When will it get better? A look at how the flu pandemic has affected our doctors

A new study from researchers at Johns Hopkins University School of Medicine reveals that while it is too early to declare that the flu is over, there are a few things that we can expect.

The study looked at the flu response rates in healthcare workers who treated patients with flu symptoms, and found that about 60 percent of those who received flu shots during the pandemic had a high response rate.

This indicates that they had a lower risk of having a respiratory illness during the flu season.

This is good news for the healthcare workers in the study, since they were more likely to be able to treat patients with respiratory illnesses.

The other key takeaway from the study is that healthcare workers may not be as prepared to treat the flu symptoms as they once were, and that this is probably due to increased communication between healthcare workers and their patients.
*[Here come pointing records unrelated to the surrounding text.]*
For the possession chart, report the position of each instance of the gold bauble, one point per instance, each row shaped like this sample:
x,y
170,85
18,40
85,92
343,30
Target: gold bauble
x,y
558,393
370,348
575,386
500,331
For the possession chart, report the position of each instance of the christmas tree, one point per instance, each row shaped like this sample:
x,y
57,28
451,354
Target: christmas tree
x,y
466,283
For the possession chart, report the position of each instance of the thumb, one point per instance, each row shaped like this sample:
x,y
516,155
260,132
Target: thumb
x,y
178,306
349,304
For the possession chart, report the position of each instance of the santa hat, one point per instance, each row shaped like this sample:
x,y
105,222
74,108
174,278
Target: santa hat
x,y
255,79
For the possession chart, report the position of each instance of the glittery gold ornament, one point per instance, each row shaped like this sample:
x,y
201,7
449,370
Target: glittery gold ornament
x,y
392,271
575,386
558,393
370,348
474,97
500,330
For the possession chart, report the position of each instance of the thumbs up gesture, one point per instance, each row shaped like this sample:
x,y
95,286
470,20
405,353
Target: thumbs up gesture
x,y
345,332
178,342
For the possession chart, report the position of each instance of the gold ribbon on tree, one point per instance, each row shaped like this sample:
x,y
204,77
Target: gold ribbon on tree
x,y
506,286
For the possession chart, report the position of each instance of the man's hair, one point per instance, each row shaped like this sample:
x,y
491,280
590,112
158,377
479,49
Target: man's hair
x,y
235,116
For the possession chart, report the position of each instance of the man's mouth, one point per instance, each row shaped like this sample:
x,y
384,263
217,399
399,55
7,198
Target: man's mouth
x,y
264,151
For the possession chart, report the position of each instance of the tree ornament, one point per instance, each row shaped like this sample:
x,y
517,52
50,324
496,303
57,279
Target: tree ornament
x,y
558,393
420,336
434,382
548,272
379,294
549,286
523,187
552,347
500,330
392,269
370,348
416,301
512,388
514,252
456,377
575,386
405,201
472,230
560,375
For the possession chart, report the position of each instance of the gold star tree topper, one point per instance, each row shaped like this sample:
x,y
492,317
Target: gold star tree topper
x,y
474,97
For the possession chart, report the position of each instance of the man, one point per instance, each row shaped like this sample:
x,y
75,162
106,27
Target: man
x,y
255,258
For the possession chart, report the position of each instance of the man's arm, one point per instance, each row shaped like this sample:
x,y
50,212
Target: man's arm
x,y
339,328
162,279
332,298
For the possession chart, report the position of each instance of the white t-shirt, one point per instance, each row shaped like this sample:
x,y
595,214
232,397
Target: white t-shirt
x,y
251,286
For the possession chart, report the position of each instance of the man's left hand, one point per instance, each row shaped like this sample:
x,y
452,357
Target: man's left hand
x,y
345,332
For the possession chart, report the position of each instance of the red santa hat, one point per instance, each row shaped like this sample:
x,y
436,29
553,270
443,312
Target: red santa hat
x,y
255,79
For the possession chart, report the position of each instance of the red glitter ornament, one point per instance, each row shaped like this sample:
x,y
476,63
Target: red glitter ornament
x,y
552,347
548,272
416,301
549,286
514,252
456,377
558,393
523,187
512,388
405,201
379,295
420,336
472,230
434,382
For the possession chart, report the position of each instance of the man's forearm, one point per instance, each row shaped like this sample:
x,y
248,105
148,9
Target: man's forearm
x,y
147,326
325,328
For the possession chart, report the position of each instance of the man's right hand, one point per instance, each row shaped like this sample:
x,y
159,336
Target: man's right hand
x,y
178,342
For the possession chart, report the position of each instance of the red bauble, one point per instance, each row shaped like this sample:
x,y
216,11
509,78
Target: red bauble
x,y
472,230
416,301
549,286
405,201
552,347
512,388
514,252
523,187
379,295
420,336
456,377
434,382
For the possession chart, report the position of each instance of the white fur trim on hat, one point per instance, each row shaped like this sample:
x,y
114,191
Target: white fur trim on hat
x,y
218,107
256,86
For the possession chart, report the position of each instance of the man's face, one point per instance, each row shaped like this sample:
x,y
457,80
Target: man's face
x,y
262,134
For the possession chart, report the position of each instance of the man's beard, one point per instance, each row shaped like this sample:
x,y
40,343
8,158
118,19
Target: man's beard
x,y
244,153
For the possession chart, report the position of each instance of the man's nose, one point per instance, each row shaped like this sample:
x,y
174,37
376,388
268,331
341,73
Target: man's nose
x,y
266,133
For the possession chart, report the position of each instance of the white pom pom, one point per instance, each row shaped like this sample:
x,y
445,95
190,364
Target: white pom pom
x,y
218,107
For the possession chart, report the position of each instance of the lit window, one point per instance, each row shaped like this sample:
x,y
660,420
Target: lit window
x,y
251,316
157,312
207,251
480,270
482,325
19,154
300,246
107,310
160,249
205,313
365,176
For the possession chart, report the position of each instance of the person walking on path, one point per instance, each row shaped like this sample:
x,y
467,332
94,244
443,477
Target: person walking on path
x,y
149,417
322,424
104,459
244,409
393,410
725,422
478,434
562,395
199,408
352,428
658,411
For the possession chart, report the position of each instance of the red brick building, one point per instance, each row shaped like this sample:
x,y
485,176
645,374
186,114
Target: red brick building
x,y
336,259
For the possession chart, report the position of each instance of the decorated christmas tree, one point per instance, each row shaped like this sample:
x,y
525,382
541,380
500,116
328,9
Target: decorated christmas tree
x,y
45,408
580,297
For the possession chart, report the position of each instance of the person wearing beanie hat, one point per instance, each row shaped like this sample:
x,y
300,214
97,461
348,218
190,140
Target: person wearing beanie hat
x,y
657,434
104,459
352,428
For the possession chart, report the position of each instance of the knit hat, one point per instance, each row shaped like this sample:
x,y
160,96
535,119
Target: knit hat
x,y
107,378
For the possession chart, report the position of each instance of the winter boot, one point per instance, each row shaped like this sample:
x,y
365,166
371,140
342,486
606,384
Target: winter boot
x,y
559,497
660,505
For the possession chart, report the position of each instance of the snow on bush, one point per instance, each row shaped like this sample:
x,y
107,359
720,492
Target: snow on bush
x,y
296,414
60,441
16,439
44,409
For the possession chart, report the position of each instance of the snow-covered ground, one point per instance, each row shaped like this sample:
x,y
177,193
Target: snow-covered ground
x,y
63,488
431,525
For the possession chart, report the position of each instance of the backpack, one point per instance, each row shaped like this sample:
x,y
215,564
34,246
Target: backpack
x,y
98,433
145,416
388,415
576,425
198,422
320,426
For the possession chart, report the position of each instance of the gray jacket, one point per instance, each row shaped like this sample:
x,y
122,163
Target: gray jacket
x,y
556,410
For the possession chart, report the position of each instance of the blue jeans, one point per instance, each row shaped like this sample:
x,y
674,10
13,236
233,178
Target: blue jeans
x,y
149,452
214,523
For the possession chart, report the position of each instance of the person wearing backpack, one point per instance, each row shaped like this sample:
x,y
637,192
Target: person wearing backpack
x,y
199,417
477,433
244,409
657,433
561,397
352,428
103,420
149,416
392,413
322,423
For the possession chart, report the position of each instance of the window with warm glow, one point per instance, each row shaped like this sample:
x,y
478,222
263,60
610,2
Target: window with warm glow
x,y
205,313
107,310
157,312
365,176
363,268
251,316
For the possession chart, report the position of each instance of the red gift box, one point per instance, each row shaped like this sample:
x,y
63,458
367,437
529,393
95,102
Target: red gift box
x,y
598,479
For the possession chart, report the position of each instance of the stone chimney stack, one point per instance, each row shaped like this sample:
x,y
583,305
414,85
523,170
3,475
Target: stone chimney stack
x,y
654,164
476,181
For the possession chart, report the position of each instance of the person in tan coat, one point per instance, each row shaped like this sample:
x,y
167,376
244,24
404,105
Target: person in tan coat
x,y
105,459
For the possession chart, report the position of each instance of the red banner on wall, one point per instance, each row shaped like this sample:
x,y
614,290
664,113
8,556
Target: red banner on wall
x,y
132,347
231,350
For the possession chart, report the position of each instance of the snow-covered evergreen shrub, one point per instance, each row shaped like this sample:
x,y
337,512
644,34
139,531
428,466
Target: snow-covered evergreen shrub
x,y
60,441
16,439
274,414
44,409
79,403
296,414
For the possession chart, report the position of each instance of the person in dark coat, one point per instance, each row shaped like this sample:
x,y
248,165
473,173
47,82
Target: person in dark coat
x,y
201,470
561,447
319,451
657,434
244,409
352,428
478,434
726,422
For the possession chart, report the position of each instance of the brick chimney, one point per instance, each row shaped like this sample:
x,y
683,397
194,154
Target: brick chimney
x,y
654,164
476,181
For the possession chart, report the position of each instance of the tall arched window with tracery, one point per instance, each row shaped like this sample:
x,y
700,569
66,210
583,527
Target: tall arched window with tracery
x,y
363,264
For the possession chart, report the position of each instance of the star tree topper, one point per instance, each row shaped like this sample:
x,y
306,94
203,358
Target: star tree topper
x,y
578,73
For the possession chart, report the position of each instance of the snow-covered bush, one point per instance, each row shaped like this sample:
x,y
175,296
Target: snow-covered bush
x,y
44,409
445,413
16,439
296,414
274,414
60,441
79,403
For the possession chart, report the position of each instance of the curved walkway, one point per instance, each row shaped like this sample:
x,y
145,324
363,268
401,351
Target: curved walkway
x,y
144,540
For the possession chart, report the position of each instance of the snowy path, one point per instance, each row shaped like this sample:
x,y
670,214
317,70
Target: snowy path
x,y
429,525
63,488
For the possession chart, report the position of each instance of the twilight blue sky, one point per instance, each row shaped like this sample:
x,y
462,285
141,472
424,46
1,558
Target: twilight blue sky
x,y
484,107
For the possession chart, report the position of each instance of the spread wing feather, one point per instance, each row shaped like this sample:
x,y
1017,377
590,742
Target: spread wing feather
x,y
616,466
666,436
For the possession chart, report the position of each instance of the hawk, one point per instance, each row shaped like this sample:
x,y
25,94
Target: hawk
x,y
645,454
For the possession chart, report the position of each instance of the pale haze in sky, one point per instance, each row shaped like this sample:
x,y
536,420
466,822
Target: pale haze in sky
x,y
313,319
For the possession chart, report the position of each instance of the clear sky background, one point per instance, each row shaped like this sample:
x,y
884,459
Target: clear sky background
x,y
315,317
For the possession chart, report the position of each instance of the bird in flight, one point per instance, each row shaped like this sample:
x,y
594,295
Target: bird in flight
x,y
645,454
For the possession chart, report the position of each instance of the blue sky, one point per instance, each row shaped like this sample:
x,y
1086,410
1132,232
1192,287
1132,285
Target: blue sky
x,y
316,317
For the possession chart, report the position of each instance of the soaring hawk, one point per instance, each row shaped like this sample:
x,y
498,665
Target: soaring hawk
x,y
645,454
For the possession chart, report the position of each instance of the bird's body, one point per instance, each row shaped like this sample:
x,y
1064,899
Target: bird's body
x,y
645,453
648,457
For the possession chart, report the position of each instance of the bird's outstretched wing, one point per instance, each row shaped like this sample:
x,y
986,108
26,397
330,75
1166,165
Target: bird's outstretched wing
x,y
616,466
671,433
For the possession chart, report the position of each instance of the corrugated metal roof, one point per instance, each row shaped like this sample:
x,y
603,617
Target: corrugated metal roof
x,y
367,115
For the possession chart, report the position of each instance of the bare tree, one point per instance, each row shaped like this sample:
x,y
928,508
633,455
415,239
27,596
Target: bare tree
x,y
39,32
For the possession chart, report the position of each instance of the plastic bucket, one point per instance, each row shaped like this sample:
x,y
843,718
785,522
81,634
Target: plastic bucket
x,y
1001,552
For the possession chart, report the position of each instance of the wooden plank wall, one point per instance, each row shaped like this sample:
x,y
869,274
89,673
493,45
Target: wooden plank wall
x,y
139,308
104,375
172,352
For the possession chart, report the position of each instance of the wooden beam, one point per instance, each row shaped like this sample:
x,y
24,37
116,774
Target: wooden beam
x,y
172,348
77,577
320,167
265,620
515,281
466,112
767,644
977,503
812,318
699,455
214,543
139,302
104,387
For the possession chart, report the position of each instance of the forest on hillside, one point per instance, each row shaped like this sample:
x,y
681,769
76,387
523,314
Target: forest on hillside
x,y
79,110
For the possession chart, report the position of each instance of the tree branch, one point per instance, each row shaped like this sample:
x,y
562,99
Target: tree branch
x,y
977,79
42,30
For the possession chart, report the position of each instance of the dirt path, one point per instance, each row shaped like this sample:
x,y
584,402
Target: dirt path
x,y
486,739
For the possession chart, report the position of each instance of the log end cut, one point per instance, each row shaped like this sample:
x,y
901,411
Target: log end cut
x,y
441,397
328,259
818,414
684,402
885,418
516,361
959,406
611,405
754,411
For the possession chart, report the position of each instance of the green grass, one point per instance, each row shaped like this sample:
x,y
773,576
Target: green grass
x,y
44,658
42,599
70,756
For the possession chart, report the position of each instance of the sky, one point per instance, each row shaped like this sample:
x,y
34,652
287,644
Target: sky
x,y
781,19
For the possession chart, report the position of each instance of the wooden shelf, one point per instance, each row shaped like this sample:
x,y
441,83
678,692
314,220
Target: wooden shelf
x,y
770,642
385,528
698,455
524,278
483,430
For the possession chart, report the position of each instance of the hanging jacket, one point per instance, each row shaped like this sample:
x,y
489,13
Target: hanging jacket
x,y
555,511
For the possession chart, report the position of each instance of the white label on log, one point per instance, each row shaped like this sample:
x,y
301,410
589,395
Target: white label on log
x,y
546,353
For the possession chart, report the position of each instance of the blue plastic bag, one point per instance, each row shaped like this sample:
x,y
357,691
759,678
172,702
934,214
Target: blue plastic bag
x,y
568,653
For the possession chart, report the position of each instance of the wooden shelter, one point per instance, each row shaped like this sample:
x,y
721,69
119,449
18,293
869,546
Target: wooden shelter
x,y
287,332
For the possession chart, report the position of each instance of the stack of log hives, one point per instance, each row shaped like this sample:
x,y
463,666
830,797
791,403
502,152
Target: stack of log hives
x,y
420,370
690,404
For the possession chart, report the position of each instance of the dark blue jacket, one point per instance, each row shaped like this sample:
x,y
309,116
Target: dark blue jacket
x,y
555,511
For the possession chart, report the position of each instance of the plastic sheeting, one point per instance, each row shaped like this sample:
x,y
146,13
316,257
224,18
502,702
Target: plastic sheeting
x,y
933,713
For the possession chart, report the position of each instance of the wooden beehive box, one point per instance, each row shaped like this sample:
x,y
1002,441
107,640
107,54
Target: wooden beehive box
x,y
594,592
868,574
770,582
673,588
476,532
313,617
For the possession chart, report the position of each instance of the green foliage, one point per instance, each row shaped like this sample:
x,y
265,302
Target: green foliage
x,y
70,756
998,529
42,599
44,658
In the past, healthcare workers were able to communicate more easily with their patients, and they may not have as much time to communicate with their healthcare providers.

Another way that the researchers looked at this is that patients may be more likely than their peers to have a respiratory issue during the influenza season.

Researchers believe this could be due to the increased exposure to the flu, the spread of flu-infected viruses throughout healthcare workers, and increased air travel.

It is unknown if this increased exposure is the reason that healthcare professionals are seeing an increase in the flu.

If you or anyone you know needs medical help, contact Lifeline on 13 11 14 or go to the Australian Red Cross.

If anyone in your family is having a fever or cough, or if you have other symptoms of the flu like:Dizziness, fatigue, cough, sore throat, cough and/or runny nose, call your GP or your local A&E.

If the flu virus is in your blood or body fluids, call an urgent care centre, hospital or doctor.

If there are symptoms that you think you may have, like headache, muscle aches, stomach pain, fever, cough or cough and runny mouth, call a GP or a doctor.

Do not take any of these medicines if you are not already taking them.

This could lead to an increased risk of infection and could lead you to develop a serious infection or worse.

You should talk to your doctor if you think it is safe for you to do so.